I was lucky enough to snag a window seat on the last leg of my journey, departing from Paris. This allowed me a gorgeous view of the Alps as we crossed into Italy. I love how clouds put a mountain range’s enormity into perspective. I tried to capture this in a few photos. Having let these snow capped peaks recede behind us, we came upon a quintessential aerial view of the country. Lush green hills sported clusters of red roofed houses, perfectly aligned rows of olives and grapes lay in a haphazard patch work, larger cities had roads that sanctioned them into distinct shapes. In the distance I could see the Mediterranean, churning against a distant shore.

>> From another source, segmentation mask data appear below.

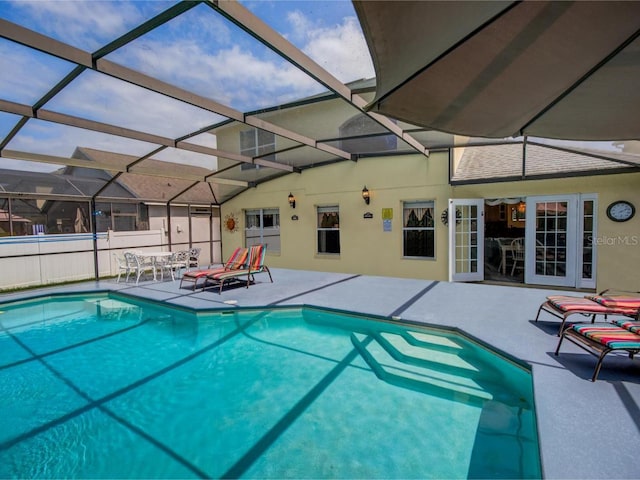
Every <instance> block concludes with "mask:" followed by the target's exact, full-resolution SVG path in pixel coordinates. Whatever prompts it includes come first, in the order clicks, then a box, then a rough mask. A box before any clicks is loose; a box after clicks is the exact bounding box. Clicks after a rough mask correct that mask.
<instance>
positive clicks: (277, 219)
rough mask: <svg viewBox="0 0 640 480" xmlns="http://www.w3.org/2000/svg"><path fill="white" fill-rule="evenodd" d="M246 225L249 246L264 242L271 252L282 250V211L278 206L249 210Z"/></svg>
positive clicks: (255, 244)
mask: <svg viewBox="0 0 640 480" xmlns="http://www.w3.org/2000/svg"><path fill="white" fill-rule="evenodd" d="M245 225H246V227H245V240H246V244H247V247H250V246H252V245H258V244H261V243H263V244H265V245H267V251H269V252H279V251H280V211H279V210H278V209H277V208H271V209H260V210H247V211H246V212H245Z"/></svg>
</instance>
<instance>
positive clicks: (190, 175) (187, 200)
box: [73, 147, 215, 203]
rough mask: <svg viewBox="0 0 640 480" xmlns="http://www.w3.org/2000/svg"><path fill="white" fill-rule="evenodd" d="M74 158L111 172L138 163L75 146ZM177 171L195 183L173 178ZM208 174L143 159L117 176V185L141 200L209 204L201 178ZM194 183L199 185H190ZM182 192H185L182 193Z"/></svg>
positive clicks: (206, 187) (210, 199)
mask: <svg viewBox="0 0 640 480" xmlns="http://www.w3.org/2000/svg"><path fill="white" fill-rule="evenodd" d="M73 158H82V159H86V160H87V161H94V162H96V163H98V164H100V165H112V166H113V167H114V171H121V170H125V169H126V167H127V166H128V165H131V164H133V163H134V162H135V161H136V160H138V157H135V156H132V155H124V154H118V153H112V152H105V151H103V150H96V149H93V148H85V147H78V148H77V149H76V151H75V152H74V154H73ZM79 168H80V167H73V169H76V170H75V171H76V173H77V169H79ZM176 169H180V174H181V176H183V177H184V176H193V178H194V180H193V181H191V180H183V179H176V178H175V177H174V176H173V173H174V172H176ZM94 171H95V170H94ZM136 172H139V173H136ZM107 173H108V172H107ZM211 173H212V172H211V170H208V169H206V168H202V167H195V166H191V165H182V164H181V165H178V164H175V163H170V162H164V161H161V160H152V159H146V160H144V161H142V162H140V163H138V164H136V165H134V166H133V167H131V170H130V172H126V173H123V174H122V175H120V176H119V177H118V178H117V179H116V182H117V183H118V184H119V185H121V186H122V187H124V188H126V189H127V190H128V191H129V192H130V193H131V195H132V196H134V197H136V198H140V199H143V200H144V199H146V200H160V201H168V200H170V199H174V201H179V202H192V203H211V202H215V197H214V194H213V193H212V188H211V187H210V186H209V184H208V183H206V182H204V181H203V180H204V177H205V176H207V175H210V174H211ZM196 181H199V182H200V183H199V184H198V185H195V186H193V185H194V183H195V182H196ZM190 187H191V188H190ZM185 190H186V192H185ZM214 190H215V187H214ZM181 192H184V193H182V194H181Z"/></svg>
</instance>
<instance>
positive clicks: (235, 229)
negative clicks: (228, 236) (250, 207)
mask: <svg viewBox="0 0 640 480" xmlns="http://www.w3.org/2000/svg"><path fill="white" fill-rule="evenodd" d="M224 228H225V229H226V230H227V232H235V231H236V230H238V219H237V218H236V216H235V215H234V214H233V213H230V214H229V215H227V216H226V217H224Z"/></svg>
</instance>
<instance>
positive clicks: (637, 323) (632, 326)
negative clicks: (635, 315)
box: [615, 320, 640, 334]
mask: <svg viewBox="0 0 640 480" xmlns="http://www.w3.org/2000/svg"><path fill="white" fill-rule="evenodd" d="M615 324H616V325H618V326H619V327H621V328H625V329H627V330H629V331H630V332H633V333H635V334H640V322H636V321H633V320H617V321H616V322H615Z"/></svg>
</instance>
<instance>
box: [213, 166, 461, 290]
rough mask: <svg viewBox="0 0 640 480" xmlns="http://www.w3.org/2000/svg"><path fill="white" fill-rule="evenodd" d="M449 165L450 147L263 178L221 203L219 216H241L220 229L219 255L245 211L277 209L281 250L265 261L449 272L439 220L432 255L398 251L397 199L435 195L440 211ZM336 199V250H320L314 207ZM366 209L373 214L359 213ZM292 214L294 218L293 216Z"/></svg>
mask: <svg viewBox="0 0 640 480" xmlns="http://www.w3.org/2000/svg"><path fill="white" fill-rule="evenodd" d="M447 172H448V156H447V154H444V153H435V154H433V155H431V156H430V157H429V158H426V157H424V156H422V155H410V156H401V157H395V158H392V159H391V158H376V159H366V160H360V161H358V162H351V161H346V162H340V163H337V164H334V165H329V166H325V167H318V168H313V169H309V170H305V171H303V173H301V174H291V175H287V176H285V177H282V178H279V179H277V180H273V181H270V182H267V183H264V184H260V185H259V186H258V187H257V188H254V189H250V190H248V191H247V192H245V193H243V194H242V195H239V196H238V197H236V198H234V199H233V200H231V201H230V202H228V203H225V204H224V205H223V206H222V215H223V217H225V216H226V215H228V214H230V213H233V214H234V215H235V216H236V217H237V218H238V219H239V220H240V229H239V230H238V231H237V232H234V233H230V232H227V231H225V230H223V233H222V242H223V256H225V257H226V256H228V255H229V254H230V252H231V251H232V250H233V248H235V247H236V246H239V245H241V244H242V243H243V242H244V233H243V229H244V215H243V211H244V210H246V209H253V208H279V209H280V215H281V220H280V223H281V227H280V235H281V243H282V247H281V252H280V254H273V253H272V254H268V262H269V265H272V266H276V267H283V268H293V269H305V270H318V271H333V272H348V273H354V274H355V273H359V274H367V275H388V276H398V277H409V278H437V279H446V278H447V275H448V273H447V252H448V245H447V229H446V227H445V226H444V225H443V224H442V223H441V222H440V221H438V222H437V224H436V260H415V259H403V258H402V202H403V201H413V200H434V201H435V208H436V212H441V211H442V210H444V209H445V208H446V207H447V200H448V198H449V192H450V187H449V186H448V185H447V184H446V178H447V175H448V173H447ZM443 179H445V182H443ZM365 185H366V186H367V188H368V189H369V190H370V192H371V203H370V204H369V205H366V204H365V203H364V200H363V199H362V193H361V192H362V188H363V187H364V186H365ZM289 192H291V193H293V194H294V195H295V197H296V208H295V209H292V208H291V207H290V206H289V204H288V202H287V197H288V195H289ZM336 204H337V205H339V208H340V255H338V256H334V255H318V254H317V253H316V236H317V233H316V227H317V225H316V207H317V206H323V205H336ZM383 208H392V209H393V220H392V231H391V232H384V231H383V225H382V209H383ZM366 212H371V213H372V214H373V218H372V219H365V218H363V215H364V214H365V213H366ZM292 215H297V216H298V220H297V221H294V220H292V219H291V217H292ZM437 216H438V217H439V213H438V215H437Z"/></svg>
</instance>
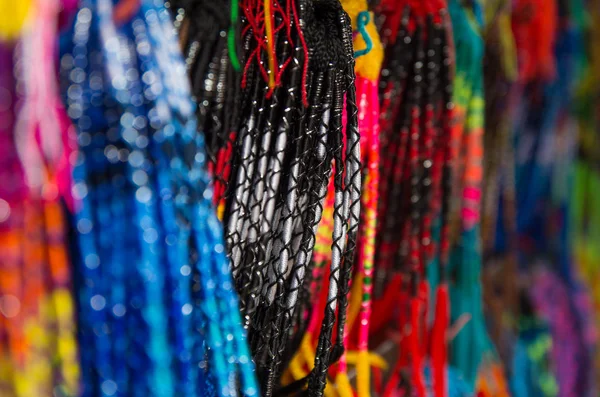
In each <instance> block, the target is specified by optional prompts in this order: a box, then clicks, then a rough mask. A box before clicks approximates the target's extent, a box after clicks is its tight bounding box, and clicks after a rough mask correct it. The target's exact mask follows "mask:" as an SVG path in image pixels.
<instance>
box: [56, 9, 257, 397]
mask: <svg viewBox="0 0 600 397" xmlns="http://www.w3.org/2000/svg"><path fill="white" fill-rule="evenodd" d="M117 10H118V9H115V14H113V5H112V1H110V0H89V1H86V2H84V3H83V4H82V7H81V8H80V9H79V11H78V13H77V16H76V18H75V21H74V25H73V30H72V31H71V32H70V34H71V35H72V36H71V37H72V38H71V41H70V42H68V41H67V42H66V44H65V48H63V56H62V60H61V65H62V76H63V82H64V83H65V92H66V98H65V101H66V103H67V106H68V107H67V109H68V112H69V115H70V116H71V118H72V120H73V123H74V124H75V126H76V129H77V133H78V145H79V153H78V160H77V164H76V166H75V170H74V184H75V185H74V186H75V187H74V192H75V193H76V199H78V208H77V211H76V227H77V229H78V231H79V233H80V234H79V236H78V247H79V251H80V252H79V256H78V261H77V268H78V269H79V270H80V282H79V284H78V295H79V298H80V313H81V315H80V324H81V325H80V342H81V343H82V344H83V345H85V346H87V348H86V349H85V351H84V352H83V354H82V366H83V368H84V369H85V370H84V371H83V394H84V395H94V394H95V393H97V392H99V391H101V392H102V393H103V394H114V393H116V392H119V393H124V394H131V395H138V394H139V395H188V396H193V395H204V394H205V393H206V394H213V393H214V394H215V395H222V396H235V395H239V394H242V395H247V396H252V395H257V394H258V389H257V387H256V385H255V382H254V378H253V377H254V374H253V365H252V362H251V360H250V357H249V353H248V351H247V348H246V345H245V338H244V335H243V331H242V329H241V320H240V318H239V314H238V308H237V298H236V297H235V295H234V292H233V290H232V288H233V283H232V280H231V278H230V275H229V269H228V263H227V261H226V259H225V256H224V254H225V253H224V246H223V243H222V242H221V241H220V238H221V237H220V236H221V231H220V226H219V224H218V221H217V219H216V216H215V214H214V212H213V209H212V205H211V199H212V191H211V189H210V188H209V186H208V177H207V173H206V170H205V160H206V159H205V154H204V142H203V136H202V135H201V134H199V133H197V131H196V122H195V117H193V112H194V104H193V102H192V101H191V97H190V94H189V88H188V85H187V79H186V77H185V64H184V63H183V60H182V58H181V55H180V53H179V49H178V46H177V41H176V38H175V34H174V29H173V25H172V22H171V19H170V16H169V13H168V11H167V10H166V9H165V8H164V6H163V5H162V4H161V3H157V2H151V1H145V0H142V1H140V2H139V3H138V7H137V8H135V7H134V8H132V10H133V11H132V12H131V14H132V15H131V19H130V20H125V21H124V22H123V23H122V24H121V25H116V24H115V21H114V16H115V15H116V11H117ZM127 214H134V216H133V217H128V216H127ZM136 232H137V233H136ZM127 263H129V264H131V265H130V266H126V264H127ZM109 335H110V338H112V340H113V342H112V343H109ZM128 345H129V347H128V348H127V346H128ZM126 348H127V354H125V350H124V349H126ZM124 357H125V359H124Z"/></svg>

These images swelled as we began our decent, and I think it finally hit me that this was really happening, although, it remains slightly surreal to me as I sit in my apartment just a step away from the Basilica of San Lorenzo. In getting off the van that brought us to check in, we received a rather unique welcome. A 10K had just been run, and the square was spilling with sweaty Italians in deep purple shirts and running shorts. Much like the cars here in Italy, people walking about have their own prerogative and will not move from your path or side step as they barrel toward you. My time in New York prepared me well for this, and I was able to maneuver my suitcase over the cobblestone with relative ease.
After a little confusion at check in, I made it to my apartment. In doing so, I caught my first glimpse of the Duomo. I have a sneaking suspicion I’ll be snapping a picture of this magnificent building at least once a day. Despite a small blemish of scaffolding distorting its façade at the moment, it is breathtaking. It towers as if supporting the sky and is tiled in the most pleasing array of colors. Sage green plays on rusted red and off white, like a soft Italian flag set in mosaic.
My roommates and I later passed the Duomo again, eliciting the same response from me, as we headed out to explore. Firstly, we located one of our classrooms, an ATM, and a grocery. On the way, though, we passed some wonderful sights. It seems you can’t take a step in Florence without seeing something worthwhile. We passed through Piazza della Repubblica, home of statues, an enormous arch way, and festive carousel. We walked down by Fiume Arno and were delighted by rowers, pigeons, and a sunset that served to silhouette the rows of bridges beautifully. We passed through Piazza della Signoria, where stands the Uffizi Gallery and Palazzo Vecchio, what serves as Florence’s city hall. In passing these sights we also lost our way a few times, stumbling upon grand structures whose names and functions we have yet to discover as well as a few of Florence’s “sketchier” streets. These streets grow so narrow that you are forced to scooch past the graffitied walls in single file and the sun barely reaches the pavement. Owners peer from the doorways of tiny shops set between Florence’s few garages, inspiring me more to shuffle away than join them inside.
Of course, in our wandering, we also passed through pockets of amazing smells. Restaurants constitute a huge portion of the storefronts here, often offering outside seating or, at the small cafes, roadside service. The pastries stare tantalizingly from their cases out front, paninis are stacked high and wide in their displays, couples enjoy steaming pasta under covered tables on the sidewalk, and there are quite literally gelaterias every ten feet. Mounds of the Italian ice cream they serve call to you as you pass. The colors are gorgeous and the creaminess is evident just in visual observation. I look forward to defacing one of these beautiful displays in order to fill my own cup of gelato very soon. Of course, the trouble will be picking a stand, and more importantly, picking a flavor.
With night upon us and our feet growing weary, we returned to our apartment. I am glad to report that my first day in Italy was a success. I cannot wait to begin discovering the city in earnest and learning the language of its people. It will be a happy day when I don’t have to force an Italian to revert to my native English to help me in buying a few tomatoes. In any case, I am glad for the challenge and excitement that awaits me in this great country. Time for the adventures to begin!